Accessoirement, se réconcilier avec l'opinion

Quand l'opinion se fâche avec le monde de l'entreprise, c'est un divorce annoncé avec le travailleur, mais aussi avec le consommateur qu'il représente par ailleurs. Depuis quelques années, l'opinion vilipende le monde de l'entreprise qui, à ses yeux, rechigne à prendre conscience de son rôle social structurant. Du coup, sa perception par le grand public s'est considérablement altérée, et le consommateur n'hésite plus à sanctionner l'entreprise à travers ses choix de consommation. Pour Jean-Damien Pô, "le public s’émeut désormais de voir les préoccupations de l'entreprise se détourner si ostensiblement du territoire national. La figure rassurante du capitaine d’industrie s’efface, tandis que grandit le fantasme du « mercenariat » des grands patrons." Autrement dit, l'entreprise doit renouer avec l'intérêt collectif. La manie bien gauloise consistant à réduire l'état de l'opinion aux sondages de consommateurs doit laisser la place à une attitude citoyenne de l'entreprise, que réclament nos compatriotes, mais que l'entreprise n'entend pas toujours.

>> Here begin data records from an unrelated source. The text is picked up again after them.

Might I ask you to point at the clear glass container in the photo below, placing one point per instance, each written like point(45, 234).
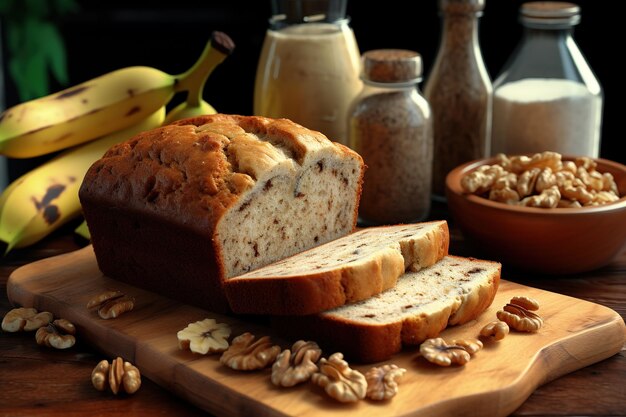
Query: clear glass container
point(459, 91)
point(547, 98)
point(390, 126)
point(308, 70)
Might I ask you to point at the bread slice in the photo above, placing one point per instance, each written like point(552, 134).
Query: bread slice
point(345, 270)
point(453, 291)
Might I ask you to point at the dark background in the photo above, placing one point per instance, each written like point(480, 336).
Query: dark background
point(104, 36)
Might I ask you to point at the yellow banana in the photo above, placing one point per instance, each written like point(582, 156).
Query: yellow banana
point(45, 198)
point(82, 230)
point(94, 108)
point(217, 50)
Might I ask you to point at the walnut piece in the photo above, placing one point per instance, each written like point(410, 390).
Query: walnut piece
point(205, 336)
point(27, 319)
point(111, 304)
point(382, 382)
point(244, 354)
point(59, 334)
point(295, 366)
point(496, 330)
point(519, 315)
point(542, 180)
point(119, 376)
point(339, 380)
point(438, 351)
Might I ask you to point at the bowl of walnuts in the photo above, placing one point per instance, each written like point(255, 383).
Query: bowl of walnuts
point(546, 213)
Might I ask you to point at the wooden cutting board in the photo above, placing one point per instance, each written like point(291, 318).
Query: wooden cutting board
point(495, 382)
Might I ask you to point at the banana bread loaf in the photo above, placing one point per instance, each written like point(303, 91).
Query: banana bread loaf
point(181, 208)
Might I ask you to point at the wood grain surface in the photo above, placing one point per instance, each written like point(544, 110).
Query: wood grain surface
point(496, 382)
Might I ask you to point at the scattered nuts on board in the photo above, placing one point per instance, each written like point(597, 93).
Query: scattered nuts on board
point(496, 330)
point(519, 315)
point(382, 382)
point(205, 336)
point(542, 180)
point(119, 376)
point(111, 304)
point(27, 319)
point(244, 354)
point(59, 334)
point(459, 352)
point(295, 366)
point(339, 380)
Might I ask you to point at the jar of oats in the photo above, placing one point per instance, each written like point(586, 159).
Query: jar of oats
point(390, 126)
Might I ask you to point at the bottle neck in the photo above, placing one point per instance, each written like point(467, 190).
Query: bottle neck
point(460, 31)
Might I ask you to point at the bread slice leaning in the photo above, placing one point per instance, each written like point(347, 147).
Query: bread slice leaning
point(453, 291)
point(346, 270)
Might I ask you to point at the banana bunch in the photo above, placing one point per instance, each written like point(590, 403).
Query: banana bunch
point(88, 119)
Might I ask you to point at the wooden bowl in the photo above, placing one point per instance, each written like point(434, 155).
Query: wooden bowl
point(546, 241)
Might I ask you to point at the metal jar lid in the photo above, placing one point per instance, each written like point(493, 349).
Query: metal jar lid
point(392, 66)
point(555, 14)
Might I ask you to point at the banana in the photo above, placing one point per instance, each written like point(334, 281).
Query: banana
point(45, 198)
point(219, 48)
point(96, 107)
point(82, 230)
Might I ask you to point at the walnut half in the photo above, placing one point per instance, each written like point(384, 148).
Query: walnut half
point(459, 352)
point(244, 354)
point(111, 304)
point(382, 382)
point(519, 315)
point(295, 366)
point(339, 380)
point(59, 334)
point(119, 375)
point(27, 319)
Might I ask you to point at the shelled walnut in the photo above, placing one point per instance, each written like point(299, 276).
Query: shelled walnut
point(496, 330)
point(459, 352)
point(205, 336)
point(295, 366)
point(111, 304)
point(26, 319)
point(519, 314)
point(382, 382)
point(339, 380)
point(119, 376)
point(542, 180)
point(244, 354)
point(59, 334)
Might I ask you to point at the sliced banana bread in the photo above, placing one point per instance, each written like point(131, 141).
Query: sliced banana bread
point(453, 291)
point(345, 270)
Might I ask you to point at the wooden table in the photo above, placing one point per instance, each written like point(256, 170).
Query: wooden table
point(44, 382)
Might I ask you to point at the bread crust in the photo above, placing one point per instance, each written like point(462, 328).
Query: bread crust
point(176, 183)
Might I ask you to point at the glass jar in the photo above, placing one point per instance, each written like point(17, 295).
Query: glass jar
point(308, 70)
point(459, 91)
point(390, 126)
point(547, 97)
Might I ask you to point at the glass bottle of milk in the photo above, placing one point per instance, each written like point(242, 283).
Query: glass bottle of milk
point(309, 66)
point(547, 98)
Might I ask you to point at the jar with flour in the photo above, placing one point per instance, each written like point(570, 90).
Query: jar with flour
point(390, 126)
point(547, 97)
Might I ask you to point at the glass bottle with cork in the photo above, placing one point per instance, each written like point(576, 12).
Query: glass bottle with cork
point(390, 126)
point(547, 97)
point(459, 91)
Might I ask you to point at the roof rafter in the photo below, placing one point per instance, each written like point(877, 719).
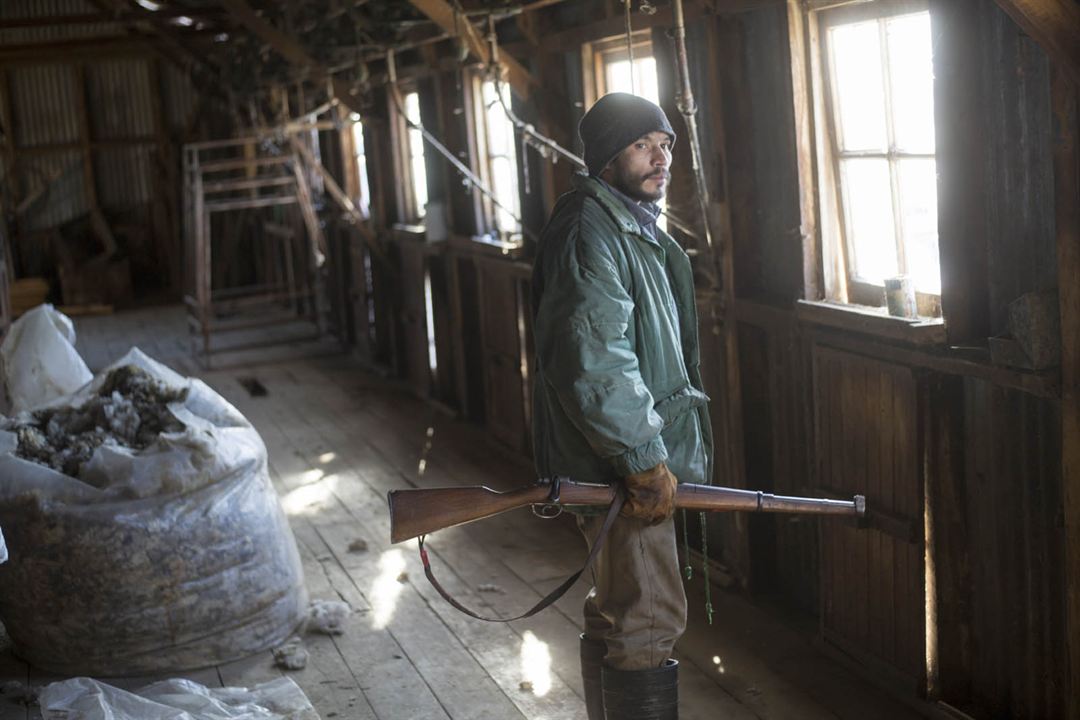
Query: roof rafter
point(289, 49)
point(458, 25)
point(1055, 26)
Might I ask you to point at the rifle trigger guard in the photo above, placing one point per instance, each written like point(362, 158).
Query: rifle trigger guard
point(551, 508)
point(547, 511)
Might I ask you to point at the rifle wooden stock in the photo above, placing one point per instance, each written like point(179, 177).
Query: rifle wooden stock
point(419, 512)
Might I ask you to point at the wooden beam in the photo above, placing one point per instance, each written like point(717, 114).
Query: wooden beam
point(802, 100)
point(458, 25)
point(1055, 26)
point(291, 50)
point(161, 16)
point(1066, 119)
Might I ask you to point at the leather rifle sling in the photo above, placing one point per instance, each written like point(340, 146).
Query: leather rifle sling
point(551, 597)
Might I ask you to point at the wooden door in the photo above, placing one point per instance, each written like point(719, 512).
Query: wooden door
point(873, 579)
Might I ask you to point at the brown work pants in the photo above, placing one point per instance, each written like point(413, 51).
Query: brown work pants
point(637, 605)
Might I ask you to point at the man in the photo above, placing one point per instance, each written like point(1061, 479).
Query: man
point(618, 396)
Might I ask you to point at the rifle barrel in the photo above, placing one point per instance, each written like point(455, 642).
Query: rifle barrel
point(417, 512)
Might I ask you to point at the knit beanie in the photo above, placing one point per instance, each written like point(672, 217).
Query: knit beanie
point(613, 122)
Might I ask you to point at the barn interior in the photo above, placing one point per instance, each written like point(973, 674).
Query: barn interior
point(327, 212)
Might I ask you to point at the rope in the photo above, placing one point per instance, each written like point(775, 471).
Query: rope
point(687, 569)
point(704, 568)
point(630, 46)
point(468, 175)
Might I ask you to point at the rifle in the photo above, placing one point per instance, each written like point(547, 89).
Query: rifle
point(418, 512)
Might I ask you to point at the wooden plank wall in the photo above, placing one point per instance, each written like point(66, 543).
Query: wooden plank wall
point(962, 469)
point(1012, 500)
point(867, 434)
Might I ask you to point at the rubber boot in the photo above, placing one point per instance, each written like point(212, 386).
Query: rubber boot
point(650, 694)
point(592, 659)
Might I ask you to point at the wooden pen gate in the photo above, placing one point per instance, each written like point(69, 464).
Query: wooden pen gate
point(259, 180)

En 2008, le quotidien Les Echos relevait que "la responsabilité en matière de santé des entreprises et des collectivités locales joue un rôle grandissant dans l'opinion publique. Au-delà de la responsabilité en ce qui concerne la prévention des risques (pollution, alimentation, sécurité...), l'opinion attend des entreprises une politique active d'information, d'éducation et de promotion de la santé de leurs salariés et de leurs clients, voire de la société civile en générale." Yves Guénin, cité précédemment, abonde en ce sens. Il déclarait récemment dans un grand quotidien national: "l'entreprise contemporaine ne peut plus faire l'économie de l'action sociale, sa responsabilité humaine est devenue bien trop lourde. Soyons sérieux: pour une multinationale, ce n'est pas une question de moyens, mais d'abord une question de volonté."Jean-Luc Allavena, du fonds d'investissement Appolo, est tout aussi catégorique: "on ne peut se satisfaire d'une société dans laquelle les uns et les autres prennent ce qui les intéresse et ne rendent rien." Il ajoute: "en France, on n'est pas éduqué au don".

"Citizens are watching you"

Cette façon qu'a l'opinion d'interpeller la conscience collective n'est-elle pas légitime, en fin de compte, dans une période où l'on exige du salarié une implication croissante en vue de participer à l'effort de résistance à la crise? C'est un fait établi: la nature de la relation entre l'économie et le social a changé. Et c'est la faculté des entreprises à mettre en oeuvre un système de valeurs responsables qui conditionnera, demain, le degré d'adhésion des Français à leurs entreprises. Car "l'histoire marketing" récente a démontré que le consommateur consentait à payer le prix fort; pour peu qu'il ait le sentiment de faire un choix de consommation "utile", ou dans une moindre mesure, non préjudiciable. Une entreprise humaine est aujourd'hui une entreprise plébiscitée; et donc fermement soutenue par le "consomm'acteur".